In Wahrheit kommt der Tee aber wie gesagt aus Laos: Seo Pen liegt in Nyot Ou (Laos), was direkt an der Grenze zu Yiwu (China) liegt und Seo Pen wiederum ist wohl das nächste Dorf zu Guafengzhai, was sogar über ein Tal eine direkte Verbindung nach dort hat - William hat hier freundlicherweise eine schöne Karte gemacht, siehe hier. Ein klassischer Grenztee also - was normalerweise ein Euphemismus für die gängige Praxis des ultra-kapitalistischen modernen Chinesen ist, Material aus Laos nach China zu schaffen und für deutlich höhere Preise als China-Tee zu verkaufen. Nicht so hier: auch wenn es im ersten Absatz nicht ganz klar ist erklärt William dann ausführlich, von wo das Material ist und vor allem auch, dass sie seit 2018 mit einer französischen NGO (Comite de cooperation du Laos) vor Ort daran arbeiten, die Verarbeitungsqualität zu verbessern: das erklärt, warum der Tee nach China-Standard derb, nach Laos-Standard gut produziert wirkt und warum der Tee so rein gar nichts von dem sonst üblichen FL-Charakter (der Eigenproduktionen) hat.

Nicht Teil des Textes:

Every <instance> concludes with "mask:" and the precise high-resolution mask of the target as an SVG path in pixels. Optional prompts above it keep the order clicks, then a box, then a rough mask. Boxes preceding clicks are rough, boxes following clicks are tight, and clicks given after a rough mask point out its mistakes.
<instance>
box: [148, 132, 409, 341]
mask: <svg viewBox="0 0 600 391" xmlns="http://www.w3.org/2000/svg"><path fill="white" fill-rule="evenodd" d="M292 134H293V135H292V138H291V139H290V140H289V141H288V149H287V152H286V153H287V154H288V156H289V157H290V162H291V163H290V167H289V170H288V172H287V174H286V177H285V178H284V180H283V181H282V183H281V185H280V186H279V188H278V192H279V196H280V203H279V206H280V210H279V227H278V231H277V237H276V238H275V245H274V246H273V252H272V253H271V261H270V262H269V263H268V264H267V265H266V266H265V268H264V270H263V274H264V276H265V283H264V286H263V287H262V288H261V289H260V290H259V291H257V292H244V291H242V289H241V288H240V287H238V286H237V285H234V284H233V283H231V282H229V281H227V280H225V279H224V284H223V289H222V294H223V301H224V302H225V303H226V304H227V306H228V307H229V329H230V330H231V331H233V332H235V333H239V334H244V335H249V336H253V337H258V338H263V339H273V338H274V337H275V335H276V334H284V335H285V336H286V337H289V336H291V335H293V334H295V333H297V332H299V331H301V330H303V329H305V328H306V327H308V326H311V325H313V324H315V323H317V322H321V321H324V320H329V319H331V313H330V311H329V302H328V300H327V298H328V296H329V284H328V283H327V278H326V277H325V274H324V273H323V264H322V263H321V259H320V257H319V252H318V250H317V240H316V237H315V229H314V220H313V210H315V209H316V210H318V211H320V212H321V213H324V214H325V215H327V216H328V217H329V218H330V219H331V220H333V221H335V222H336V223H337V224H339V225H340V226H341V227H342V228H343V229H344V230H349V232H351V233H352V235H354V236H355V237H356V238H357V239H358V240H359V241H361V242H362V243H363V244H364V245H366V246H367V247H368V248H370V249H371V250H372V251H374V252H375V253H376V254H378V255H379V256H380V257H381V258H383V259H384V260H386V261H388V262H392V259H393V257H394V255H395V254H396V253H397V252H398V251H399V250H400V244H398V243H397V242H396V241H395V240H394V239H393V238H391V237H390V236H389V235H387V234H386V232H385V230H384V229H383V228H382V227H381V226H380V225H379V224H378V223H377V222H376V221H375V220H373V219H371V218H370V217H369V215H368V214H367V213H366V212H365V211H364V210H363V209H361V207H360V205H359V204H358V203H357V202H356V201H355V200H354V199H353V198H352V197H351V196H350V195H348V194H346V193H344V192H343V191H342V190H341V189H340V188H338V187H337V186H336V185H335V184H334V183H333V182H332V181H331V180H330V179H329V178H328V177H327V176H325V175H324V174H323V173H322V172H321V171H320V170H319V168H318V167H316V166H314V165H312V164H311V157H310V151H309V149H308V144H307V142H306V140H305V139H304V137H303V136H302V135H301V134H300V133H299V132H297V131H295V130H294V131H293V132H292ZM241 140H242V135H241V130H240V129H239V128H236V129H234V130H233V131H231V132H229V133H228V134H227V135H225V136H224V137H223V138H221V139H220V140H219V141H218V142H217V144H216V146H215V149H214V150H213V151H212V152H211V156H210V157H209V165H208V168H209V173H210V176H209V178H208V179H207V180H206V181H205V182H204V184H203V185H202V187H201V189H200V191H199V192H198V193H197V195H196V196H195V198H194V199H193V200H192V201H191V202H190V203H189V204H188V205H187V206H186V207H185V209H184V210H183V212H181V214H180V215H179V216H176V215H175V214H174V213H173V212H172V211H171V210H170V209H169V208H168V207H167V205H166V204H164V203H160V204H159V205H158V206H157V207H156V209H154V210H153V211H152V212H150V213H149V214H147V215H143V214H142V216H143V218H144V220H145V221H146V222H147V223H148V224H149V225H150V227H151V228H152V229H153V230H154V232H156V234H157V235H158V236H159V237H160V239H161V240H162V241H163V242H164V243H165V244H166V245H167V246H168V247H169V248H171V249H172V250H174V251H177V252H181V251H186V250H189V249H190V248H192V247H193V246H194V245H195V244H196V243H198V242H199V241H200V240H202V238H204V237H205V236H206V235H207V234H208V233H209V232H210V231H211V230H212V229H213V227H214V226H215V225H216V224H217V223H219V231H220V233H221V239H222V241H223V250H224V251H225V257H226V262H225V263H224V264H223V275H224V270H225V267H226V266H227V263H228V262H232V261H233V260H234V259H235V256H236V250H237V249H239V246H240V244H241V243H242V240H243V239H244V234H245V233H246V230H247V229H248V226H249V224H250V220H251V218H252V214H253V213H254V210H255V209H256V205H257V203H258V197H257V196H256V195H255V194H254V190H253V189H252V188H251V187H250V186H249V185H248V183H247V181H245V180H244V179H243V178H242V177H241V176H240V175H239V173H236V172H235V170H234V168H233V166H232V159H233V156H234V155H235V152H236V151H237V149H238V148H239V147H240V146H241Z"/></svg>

Find ich eine gute Sache und trotz den angesprochenen noch verbesserungswürdigen Punkten (daher etwas Abzug in der Wertung) ist es ein schöner Tee, der mir besser gefällt als die beiden High-End Eigenproduktionen aus Jingmai - und das zu einem günstigeren Preis: für 0,45€/g (aktuell entspricht ein USD leider 1:1 einem EUR) kann man da nicht meckern!
Bewertung: 4-Sterne
(Update 05.09.2022)
Nur ein kurzer Nachtrag zum Seo Pen: den Rest vom Sample hab ich in dem Bizen-Kännchen von Jiri Duchek gebrüht und was noch gewichtiger ist auch das dazu passende, unglasierte Schälchen genutzt - diese Kombination sorgt oft dafür, dass die groben Aspekte eines Tees verstärkt werden. Und das Ergebnis kann sich sehen lassen: die ersten zwei bis drei Aufgüsse, in denen noch eine dezente rauchige Note vorhanden ist, erinnert sogar ein bisschen an den großartigen 2015er Xiaoshu Lincang von prSK, auch wenn er dann (geschmacklich) schnell gesitteter wird und sich auf eine trotzdem noch schöne bitter-fruchtige Kombination einpendelt. Ich muss schon sagen: von den 2022er Tees von Farmerleaf gefällt mir der hier mit Abstand am besten - vermutlich gerade weil er eigentlich kein Farmerleaf ist, haha! Jedenfalls bin ich der Ansicht, dass der Seo Pen genau so selbstbewusst als Laos-Sheng auftreten kann wie z.B. der Mansai als Myanmar-Sheng auftreten kann und sich nicht als "Yiwu-artig" oder "die andere Seite von Yiwu" ausgeben muss: wenn man wie beschrieben in der fruchtigen Note Parallelen erkennen kann, ist das schön aber das ist nicht das Entscheidende/Wichtige.